An the morning when the sporting prospects for the German national team are already brighter again, Marcus Sorg got up “with great joy”. Despite the game late Sunday evening, the assistant coach of the German Football Association does not look tired as he sits in the media room in al-Khor, where he has an appointment with the reporters in a video conference. He says he considers the 1-1 draw with Spain to be “a really outstanding achievement”. In other respects, too, he is not speaking at this moment like the member of the team who had been standing on the precipice less than 24 hours earlier.
But you should already put this asterisk on Sorg’s statements: The sporting prospects in Qatar, where Germany wants to become world champion, are friendlier mainly because Japan, who had duped Germany, lost 0-1 to Costa Rica.
On Thursday (8:00 p.m. CET in the FAZ live ticker for the soccer World Cup, on ARD and on MagentaTV), Germany can win with a win (if Japan loses against Spain) or a win with a two-goal difference (if Japan draws against Spain). progress. And so Marcus Sorg can confidently say this afternoon: “I think we can do our job. And the belief is that it will be enough.”
Is this optimism justified?
It is not only Sorg who is sitting in the German media room this Monday, but also Danny Röhl. He already assisted the national coach Hansi Flick in Munich – and now says in his first statement: “We can be very, very satisfied with the performance yesterday.”
And because both Sorg and Röhl formulate their statements very optimistically that they do not have their fate in their own hands, one may ask before the third German preliminary round game against Costa Rica: Is this optimism justified?
If Hansi Flick is the pilot of the German national team, Marcus Sorg and Danny Röhl, 56 and 33 years old, are his co-pilots. Every day they discuss with the German coaching team how they want to steer the team through the World Cup. That’s the interesting thing about this lunchtime: There are two people who can give an insight into the cockpit.
In the more than 20 minutes in which Sorg and Röhl answer, it’s about details, but also about principles. “A successful tournament,” says Sorg, “always has as a basic requirement that a team develops, that you always see progress from game to game.” And it has to be said: Compared to the opening game against Japan, there was one against Spain playful progress. Because probably the coaching team made progress.

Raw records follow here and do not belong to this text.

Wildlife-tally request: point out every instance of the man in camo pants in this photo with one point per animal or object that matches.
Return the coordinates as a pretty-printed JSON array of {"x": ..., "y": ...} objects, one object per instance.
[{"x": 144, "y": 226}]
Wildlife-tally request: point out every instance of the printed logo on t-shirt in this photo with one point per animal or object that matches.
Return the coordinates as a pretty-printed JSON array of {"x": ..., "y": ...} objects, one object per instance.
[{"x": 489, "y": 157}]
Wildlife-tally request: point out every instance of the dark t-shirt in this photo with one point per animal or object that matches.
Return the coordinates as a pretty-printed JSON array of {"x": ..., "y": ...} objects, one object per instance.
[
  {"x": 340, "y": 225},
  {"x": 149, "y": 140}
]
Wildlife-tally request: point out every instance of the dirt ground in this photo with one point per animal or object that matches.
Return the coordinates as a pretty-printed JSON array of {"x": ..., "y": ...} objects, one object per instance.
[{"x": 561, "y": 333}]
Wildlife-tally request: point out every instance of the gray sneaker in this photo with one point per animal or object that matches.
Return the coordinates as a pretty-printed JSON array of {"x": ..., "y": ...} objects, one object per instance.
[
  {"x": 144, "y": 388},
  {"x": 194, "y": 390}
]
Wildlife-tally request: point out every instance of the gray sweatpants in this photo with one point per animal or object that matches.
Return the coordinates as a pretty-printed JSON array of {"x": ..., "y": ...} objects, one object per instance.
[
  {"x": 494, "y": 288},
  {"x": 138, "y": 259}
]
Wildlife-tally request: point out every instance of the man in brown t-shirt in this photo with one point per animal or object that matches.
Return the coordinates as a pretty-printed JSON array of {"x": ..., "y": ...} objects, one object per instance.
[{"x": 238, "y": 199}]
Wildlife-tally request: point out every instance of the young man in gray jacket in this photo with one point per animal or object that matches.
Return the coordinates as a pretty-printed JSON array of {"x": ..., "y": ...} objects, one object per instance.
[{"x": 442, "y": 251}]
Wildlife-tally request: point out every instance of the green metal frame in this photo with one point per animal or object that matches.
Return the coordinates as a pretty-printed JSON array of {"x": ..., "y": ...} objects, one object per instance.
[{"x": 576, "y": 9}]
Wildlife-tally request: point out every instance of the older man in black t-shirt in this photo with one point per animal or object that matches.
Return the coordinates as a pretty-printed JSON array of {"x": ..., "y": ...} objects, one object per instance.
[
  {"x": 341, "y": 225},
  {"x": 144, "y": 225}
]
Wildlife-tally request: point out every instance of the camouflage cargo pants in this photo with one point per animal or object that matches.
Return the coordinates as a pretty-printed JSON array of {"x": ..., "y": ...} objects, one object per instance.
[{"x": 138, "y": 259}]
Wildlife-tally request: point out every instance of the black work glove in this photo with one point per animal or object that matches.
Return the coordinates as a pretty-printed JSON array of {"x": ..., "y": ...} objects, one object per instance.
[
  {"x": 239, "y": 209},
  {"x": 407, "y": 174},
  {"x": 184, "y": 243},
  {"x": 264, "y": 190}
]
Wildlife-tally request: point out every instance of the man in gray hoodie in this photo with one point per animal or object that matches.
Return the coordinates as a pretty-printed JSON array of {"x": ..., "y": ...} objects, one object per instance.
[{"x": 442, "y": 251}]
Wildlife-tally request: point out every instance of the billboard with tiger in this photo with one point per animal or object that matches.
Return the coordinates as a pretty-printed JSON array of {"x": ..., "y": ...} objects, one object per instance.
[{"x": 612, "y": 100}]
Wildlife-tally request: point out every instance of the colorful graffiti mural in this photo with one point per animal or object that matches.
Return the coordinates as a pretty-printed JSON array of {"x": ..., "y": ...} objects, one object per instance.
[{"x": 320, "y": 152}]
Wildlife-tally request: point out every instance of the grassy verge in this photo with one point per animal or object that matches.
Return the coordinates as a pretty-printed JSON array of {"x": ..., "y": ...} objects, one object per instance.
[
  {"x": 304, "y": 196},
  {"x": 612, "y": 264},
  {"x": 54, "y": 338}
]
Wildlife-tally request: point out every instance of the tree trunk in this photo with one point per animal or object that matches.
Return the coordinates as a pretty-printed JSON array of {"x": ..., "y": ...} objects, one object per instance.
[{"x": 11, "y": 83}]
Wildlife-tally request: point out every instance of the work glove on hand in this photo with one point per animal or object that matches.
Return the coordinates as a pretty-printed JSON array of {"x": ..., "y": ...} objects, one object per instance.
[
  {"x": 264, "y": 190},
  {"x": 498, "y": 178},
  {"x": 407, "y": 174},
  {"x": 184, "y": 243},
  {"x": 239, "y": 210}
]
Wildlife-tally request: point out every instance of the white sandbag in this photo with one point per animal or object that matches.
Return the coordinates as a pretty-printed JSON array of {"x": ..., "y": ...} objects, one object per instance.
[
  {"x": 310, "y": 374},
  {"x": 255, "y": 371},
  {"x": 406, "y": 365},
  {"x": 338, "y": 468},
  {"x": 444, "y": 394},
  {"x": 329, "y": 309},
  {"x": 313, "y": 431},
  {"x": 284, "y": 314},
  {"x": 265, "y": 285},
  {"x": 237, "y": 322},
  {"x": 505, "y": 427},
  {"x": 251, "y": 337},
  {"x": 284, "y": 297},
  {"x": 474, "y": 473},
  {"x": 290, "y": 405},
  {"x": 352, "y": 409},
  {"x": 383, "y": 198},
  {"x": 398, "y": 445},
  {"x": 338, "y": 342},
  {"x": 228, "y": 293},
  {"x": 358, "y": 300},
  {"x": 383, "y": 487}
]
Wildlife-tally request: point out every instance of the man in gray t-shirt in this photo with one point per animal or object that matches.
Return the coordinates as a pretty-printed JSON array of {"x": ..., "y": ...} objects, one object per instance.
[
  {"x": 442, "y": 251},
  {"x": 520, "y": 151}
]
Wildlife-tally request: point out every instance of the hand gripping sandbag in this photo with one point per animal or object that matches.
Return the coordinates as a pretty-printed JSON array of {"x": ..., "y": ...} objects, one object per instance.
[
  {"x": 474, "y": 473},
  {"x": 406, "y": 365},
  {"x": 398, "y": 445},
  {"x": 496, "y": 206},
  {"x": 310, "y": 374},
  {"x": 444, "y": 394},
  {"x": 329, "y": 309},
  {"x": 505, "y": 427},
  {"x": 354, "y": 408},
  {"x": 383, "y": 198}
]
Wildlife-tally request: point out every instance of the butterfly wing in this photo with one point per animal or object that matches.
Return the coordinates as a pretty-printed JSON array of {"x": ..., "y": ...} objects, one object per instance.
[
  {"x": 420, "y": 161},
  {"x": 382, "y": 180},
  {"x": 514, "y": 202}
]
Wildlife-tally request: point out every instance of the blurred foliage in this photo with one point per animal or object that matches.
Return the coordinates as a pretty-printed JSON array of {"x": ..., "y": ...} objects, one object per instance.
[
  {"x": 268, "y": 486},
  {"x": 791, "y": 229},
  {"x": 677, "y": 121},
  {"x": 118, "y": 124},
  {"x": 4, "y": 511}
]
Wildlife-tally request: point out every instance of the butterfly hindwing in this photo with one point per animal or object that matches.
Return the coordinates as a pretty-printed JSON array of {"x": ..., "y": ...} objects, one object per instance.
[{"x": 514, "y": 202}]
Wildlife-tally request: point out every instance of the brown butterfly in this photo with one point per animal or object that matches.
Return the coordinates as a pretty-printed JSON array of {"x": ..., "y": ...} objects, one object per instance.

In defense, Flick and his assistants relied on Thilo Kehrer instead of Nico Schlotterbeck, which allowed Kehrer to move to the right and Niklas Süle to move to central defence. In midfield they put on Joshua Kimmich, Leon Goretzka and Ilkay Gündogan. Neither the one nor the other seems to be a solution that will work game after game (weaknesses were already revealed against Spain). But: “It is important,” says Röhl, “that we have taken a big step in our compactness – especially against the ball.” Looking at the duel with Costa Rica, he also said: “We probably need more solutions with the ball .”
That led to the details – and to the 83rd minute of the Spain game, when center forward Niclas Füllkrug shot the ball so hard in the penalty area that the ball, which is traditionally more associated with the Spaniards, couldn’t help but get into theirs gate to fly. A goal that many discussants will now use as an argument for having to play with a so-called target player. “The crucial thing is that you need players on the field who score goals,” says Sorg, but he doesn’t want to understand that as a plea for the centre-forward, who gives “one option or the other” but is not a “cure-all”. know: “The crucial thing is that we work on increasing the quality of the chances to score.”
How could that work? With a jug in the starting XI? With Leroy Sané? Maybe even with Mario Götze? These details will now be discussed. If you want to guess what is only being discussed and what is actually being implemented, you should consider another principle that Marcus Sorg will present this Monday. He points out that you have to know “what effect which player has at what point in time”. And that you also have to “build on what is based”, because: “It is about a certain structure, a certain stability, a certain security. And then security also comes from consistency.”
And if you combine your optimism with this sentence, you could say something pointedly: The little word Konstanz sounds a lot like Thomas Müller, not like Niclas Füllkrug.